Module Designs with Glass Instead of Back Foils Reduce CO2 Emissions
Frameless glass-glass modules additionally cause 7.5 to 12.5 percent less CO2 during production than glass-foil modules. This result was shown in the study for all modules examined, regardless of the manufacturing location. The reason for this is not the backsheet itself, but the fact that glass-glass modules do not require an aluminum frame, which is very energy-intensive to produce.
Glass-glass modules also have a longer lifetime and lower annual degradation than modules with a film, which further improves their carbon footprint. In terms of kilowatt-hours generated, frameless glass-glass modules produce 22 to 27 percent less CO2 emissions than glass-foil modules. Unfortunately, only a few manufacturers opt for frameless glass-glass modules.
Overall, the study results show that the CO2 emissions for glass-foil modules (glass-glass modules) are 810 (750) in China, 580 (520) in Germany, and 480 (420) kilograms of CO2 equivalent per kilowatt peak in the European Union. The study is based on new production data collected at the institute in collaboration with the industry.

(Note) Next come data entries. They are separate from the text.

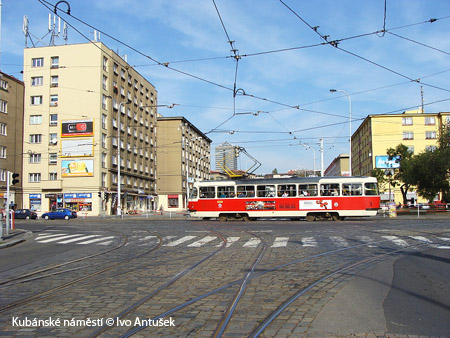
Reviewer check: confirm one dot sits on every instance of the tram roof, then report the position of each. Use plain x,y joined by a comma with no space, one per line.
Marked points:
288,180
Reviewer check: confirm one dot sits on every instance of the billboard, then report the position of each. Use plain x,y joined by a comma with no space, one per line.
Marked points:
77,168
77,147
383,162
76,128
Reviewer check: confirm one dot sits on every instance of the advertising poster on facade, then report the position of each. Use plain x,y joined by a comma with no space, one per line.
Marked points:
77,147
77,168
76,128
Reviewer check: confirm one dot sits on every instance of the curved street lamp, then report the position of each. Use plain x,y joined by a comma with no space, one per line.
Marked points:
350,128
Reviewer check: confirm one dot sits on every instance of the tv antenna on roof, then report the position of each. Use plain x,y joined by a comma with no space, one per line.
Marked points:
54,30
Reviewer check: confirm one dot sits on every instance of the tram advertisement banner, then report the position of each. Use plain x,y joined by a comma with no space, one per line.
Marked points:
316,204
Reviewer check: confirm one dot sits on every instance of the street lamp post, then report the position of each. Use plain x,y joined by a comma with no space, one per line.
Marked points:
350,128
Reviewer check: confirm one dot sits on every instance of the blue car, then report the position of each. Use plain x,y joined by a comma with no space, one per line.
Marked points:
60,214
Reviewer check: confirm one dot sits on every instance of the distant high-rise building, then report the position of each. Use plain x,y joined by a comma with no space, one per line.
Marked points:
226,157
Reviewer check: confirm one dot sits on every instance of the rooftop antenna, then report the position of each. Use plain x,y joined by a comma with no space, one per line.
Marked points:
54,30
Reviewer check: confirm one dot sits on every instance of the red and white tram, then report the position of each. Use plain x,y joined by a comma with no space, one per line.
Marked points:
312,198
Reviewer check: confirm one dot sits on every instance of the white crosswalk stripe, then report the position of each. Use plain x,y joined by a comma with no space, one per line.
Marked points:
230,241
202,241
252,243
339,241
179,241
280,242
396,241
309,241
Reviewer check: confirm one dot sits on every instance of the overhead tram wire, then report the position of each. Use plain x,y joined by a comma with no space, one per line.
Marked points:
335,43
166,65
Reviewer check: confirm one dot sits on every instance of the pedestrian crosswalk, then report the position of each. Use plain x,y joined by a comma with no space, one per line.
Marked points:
198,241
64,238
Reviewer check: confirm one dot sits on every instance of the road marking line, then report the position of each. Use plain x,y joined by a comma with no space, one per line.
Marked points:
396,241
78,239
339,241
367,240
252,243
421,238
179,241
309,241
202,241
230,240
54,239
280,242
97,240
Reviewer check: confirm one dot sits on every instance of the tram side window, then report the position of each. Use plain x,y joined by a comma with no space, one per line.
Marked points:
194,193
370,189
245,191
307,190
287,190
207,192
265,191
351,189
225,192
330,189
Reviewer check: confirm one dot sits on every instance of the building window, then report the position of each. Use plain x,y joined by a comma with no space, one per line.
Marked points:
37,81
35,158
53,119
54,81
34,177
36,100
3,107
3,85
408,135
53,100
35,138
105,63
37,62
53,138
430,121
3,129
53,158
430,135
55,62
406,121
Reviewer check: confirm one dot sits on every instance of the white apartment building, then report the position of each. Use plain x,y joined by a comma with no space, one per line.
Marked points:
82,102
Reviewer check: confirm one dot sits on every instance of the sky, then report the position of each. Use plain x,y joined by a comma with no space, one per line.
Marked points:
258,74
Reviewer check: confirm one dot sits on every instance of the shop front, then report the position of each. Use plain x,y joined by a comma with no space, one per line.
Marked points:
78,201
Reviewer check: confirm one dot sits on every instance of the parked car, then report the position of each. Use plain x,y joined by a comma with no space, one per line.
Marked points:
24,214
60,214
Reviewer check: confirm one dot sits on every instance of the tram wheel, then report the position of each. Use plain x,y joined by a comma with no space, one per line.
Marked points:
310,218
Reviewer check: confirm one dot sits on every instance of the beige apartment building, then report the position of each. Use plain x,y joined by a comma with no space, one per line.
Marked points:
11,137
186,152
417,130
83,103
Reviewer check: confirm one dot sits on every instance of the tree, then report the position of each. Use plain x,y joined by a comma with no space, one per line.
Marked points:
398,178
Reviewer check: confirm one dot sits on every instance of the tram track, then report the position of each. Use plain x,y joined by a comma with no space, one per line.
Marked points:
267,320
52,291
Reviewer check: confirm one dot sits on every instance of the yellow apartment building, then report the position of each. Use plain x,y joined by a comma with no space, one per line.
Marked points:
85,107
11,137
377,133
186,152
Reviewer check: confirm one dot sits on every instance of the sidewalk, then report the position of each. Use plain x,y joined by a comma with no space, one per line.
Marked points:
15,237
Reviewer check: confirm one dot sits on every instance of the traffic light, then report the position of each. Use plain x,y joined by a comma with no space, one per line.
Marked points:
15,180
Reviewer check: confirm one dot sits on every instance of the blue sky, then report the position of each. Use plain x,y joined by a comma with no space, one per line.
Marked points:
285,68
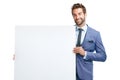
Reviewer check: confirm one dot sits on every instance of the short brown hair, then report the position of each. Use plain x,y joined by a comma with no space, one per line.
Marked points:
79,5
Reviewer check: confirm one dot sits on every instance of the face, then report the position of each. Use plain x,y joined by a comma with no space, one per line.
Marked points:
79,16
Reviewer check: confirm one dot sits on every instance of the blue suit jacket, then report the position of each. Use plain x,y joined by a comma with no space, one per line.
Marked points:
95,52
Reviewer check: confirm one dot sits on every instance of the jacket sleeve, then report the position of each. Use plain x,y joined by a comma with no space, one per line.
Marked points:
99,54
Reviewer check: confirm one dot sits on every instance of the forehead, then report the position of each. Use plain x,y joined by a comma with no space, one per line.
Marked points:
77,10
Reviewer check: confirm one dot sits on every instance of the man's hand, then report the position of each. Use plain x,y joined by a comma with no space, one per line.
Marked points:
79,50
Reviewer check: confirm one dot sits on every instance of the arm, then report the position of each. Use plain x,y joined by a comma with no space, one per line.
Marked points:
100,54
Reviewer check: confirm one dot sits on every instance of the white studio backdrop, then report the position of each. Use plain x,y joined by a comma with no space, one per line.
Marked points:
44,53
103,15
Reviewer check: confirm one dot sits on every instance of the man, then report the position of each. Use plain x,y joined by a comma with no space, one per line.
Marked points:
89,48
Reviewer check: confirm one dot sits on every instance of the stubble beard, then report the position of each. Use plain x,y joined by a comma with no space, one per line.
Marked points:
81,22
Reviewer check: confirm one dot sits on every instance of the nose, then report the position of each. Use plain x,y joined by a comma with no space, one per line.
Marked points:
77,16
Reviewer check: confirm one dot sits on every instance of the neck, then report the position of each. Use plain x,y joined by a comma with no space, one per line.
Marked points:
81,25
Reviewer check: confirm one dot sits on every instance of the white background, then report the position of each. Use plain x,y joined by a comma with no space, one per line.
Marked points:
103,15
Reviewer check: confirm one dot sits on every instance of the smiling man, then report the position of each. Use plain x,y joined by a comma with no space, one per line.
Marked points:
89,46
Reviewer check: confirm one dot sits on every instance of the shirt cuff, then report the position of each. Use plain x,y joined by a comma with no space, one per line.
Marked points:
85,55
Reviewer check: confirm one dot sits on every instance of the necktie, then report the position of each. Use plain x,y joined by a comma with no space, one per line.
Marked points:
79,38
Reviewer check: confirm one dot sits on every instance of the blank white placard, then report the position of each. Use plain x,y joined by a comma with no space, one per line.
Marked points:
44,53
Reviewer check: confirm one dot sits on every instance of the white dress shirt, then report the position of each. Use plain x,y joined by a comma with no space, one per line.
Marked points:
82,36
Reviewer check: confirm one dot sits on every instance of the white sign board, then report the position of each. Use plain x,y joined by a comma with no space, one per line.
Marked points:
44,53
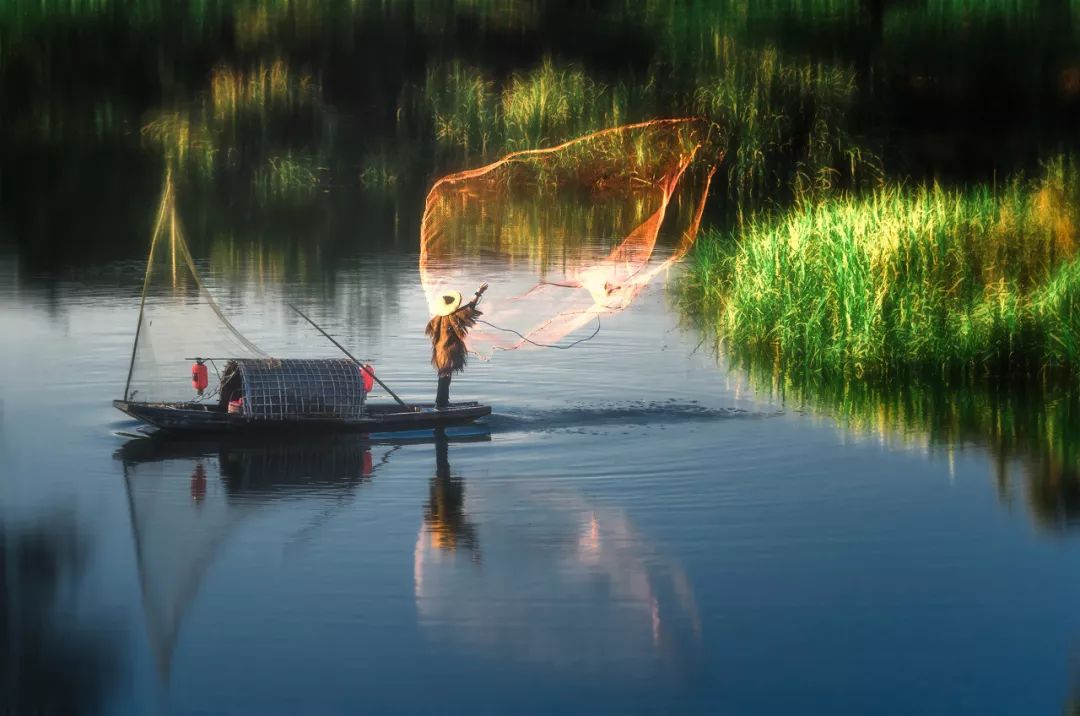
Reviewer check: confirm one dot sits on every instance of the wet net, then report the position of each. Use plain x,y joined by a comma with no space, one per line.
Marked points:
569,233
178,320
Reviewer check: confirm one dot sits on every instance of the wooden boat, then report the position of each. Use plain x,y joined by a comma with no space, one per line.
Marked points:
294,395
257,393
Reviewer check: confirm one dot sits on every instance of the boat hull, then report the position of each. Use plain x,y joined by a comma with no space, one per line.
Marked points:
200,418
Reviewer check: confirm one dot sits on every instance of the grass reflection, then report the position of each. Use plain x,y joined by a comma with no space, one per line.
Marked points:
1031,430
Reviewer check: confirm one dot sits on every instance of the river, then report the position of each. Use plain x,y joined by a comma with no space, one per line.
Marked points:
635,528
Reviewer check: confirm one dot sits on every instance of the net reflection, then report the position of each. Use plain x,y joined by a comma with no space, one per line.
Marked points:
543,576
187,497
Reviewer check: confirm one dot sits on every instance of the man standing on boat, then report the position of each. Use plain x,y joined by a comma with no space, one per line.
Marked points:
447,331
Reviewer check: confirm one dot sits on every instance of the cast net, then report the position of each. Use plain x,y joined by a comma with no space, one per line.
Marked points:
178,320
568,233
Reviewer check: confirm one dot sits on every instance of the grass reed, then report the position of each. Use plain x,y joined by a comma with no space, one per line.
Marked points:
927,279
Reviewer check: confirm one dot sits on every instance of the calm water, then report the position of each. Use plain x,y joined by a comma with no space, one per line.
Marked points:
638,527
634,529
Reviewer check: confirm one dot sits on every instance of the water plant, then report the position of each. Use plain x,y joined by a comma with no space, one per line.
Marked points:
929,279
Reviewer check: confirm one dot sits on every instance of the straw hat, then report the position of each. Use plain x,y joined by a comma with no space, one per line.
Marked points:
448,302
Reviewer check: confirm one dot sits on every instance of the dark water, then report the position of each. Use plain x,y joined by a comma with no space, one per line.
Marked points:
638,527
634,529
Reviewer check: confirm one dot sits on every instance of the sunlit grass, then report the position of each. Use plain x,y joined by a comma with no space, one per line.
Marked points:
932,279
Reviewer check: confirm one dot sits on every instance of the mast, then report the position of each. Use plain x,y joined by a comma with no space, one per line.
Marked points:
166,200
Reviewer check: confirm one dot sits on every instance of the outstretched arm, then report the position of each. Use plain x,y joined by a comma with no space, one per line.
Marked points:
478,294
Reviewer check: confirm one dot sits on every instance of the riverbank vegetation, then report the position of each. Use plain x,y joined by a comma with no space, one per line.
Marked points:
858,225
976,281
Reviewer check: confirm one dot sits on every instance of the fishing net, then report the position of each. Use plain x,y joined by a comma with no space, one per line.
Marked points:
568,233
178,320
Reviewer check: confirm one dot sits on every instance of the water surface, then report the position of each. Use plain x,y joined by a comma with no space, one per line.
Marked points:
635,528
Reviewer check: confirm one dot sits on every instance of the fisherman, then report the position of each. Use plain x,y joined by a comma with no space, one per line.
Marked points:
447,331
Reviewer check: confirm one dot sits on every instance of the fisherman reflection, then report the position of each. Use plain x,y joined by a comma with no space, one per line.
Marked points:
444,514
198,488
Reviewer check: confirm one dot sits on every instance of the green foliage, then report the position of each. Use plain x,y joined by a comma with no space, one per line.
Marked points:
471,113
288,178
926,278
785,121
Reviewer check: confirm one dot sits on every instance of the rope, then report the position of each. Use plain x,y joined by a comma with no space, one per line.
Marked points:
529,340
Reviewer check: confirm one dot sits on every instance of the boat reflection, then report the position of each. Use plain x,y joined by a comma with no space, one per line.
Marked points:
561,582
187,496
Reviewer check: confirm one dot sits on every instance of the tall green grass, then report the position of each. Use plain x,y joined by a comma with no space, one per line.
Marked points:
782,121
930,279
786,123
472,115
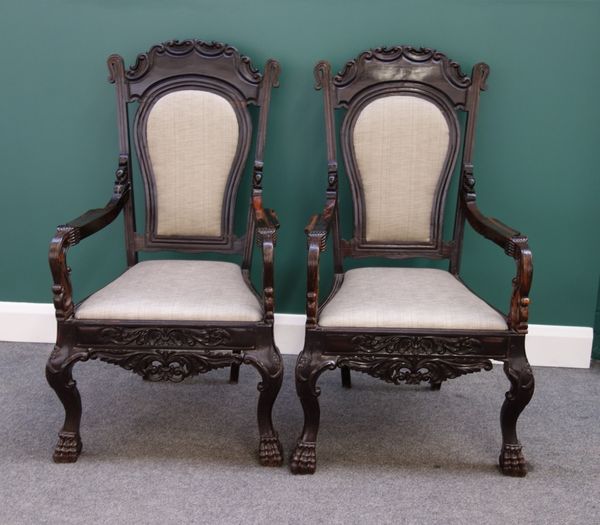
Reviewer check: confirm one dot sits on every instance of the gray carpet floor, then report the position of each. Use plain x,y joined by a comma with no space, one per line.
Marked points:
186,453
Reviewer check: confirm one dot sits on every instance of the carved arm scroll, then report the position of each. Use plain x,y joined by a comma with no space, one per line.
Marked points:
316,231
516,246
73,232
266,226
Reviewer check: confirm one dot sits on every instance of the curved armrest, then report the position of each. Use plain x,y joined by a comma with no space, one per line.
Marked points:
266,226
316,231
72,233
515,244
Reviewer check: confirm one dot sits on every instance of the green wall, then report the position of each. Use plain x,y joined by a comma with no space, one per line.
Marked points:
537,144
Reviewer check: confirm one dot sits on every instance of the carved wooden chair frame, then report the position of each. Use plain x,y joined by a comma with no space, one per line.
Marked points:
170,350
409,355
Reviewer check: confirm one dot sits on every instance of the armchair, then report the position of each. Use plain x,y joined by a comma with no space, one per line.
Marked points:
400,139
170,319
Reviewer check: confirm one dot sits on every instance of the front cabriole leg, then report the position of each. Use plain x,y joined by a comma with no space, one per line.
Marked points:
310,365
520,375
267,360
60,378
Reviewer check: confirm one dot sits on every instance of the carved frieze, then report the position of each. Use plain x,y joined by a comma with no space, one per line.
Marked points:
416,345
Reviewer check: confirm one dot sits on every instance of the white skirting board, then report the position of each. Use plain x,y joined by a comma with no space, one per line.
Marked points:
546,345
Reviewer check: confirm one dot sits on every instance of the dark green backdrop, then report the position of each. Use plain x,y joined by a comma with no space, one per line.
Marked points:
536,152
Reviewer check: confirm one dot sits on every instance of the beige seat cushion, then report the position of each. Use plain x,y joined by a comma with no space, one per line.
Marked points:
408,298
175,291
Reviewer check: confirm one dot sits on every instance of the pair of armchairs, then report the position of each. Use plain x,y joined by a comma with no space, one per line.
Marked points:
171,319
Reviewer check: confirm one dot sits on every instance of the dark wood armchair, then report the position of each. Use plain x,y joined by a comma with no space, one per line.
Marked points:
400,139
170,319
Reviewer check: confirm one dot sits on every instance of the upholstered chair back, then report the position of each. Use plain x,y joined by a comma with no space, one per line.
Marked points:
192,137
401,144
192,130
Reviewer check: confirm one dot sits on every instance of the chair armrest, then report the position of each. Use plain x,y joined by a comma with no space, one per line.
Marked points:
266,226
72,233
515,244
316,231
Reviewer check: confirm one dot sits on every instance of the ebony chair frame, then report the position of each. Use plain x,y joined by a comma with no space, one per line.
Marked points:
409,355
172,350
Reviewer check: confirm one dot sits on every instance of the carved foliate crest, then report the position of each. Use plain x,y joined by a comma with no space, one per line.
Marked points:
402,55
203,50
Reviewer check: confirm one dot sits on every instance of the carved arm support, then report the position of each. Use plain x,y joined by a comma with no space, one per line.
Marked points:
316,231
72,233
516,246
266,226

“This is the real news. Compared to life cycle analyses based on older data sets that are still used today, the study showed that the carbon footprint of PV modules has improved by about 80 percent in recent years. This is due to improvements in the silicon yield, the manufacturing processes of module efficiency, and the CO2 intensity of power generation,” explains Dr. Holger Neuhaus.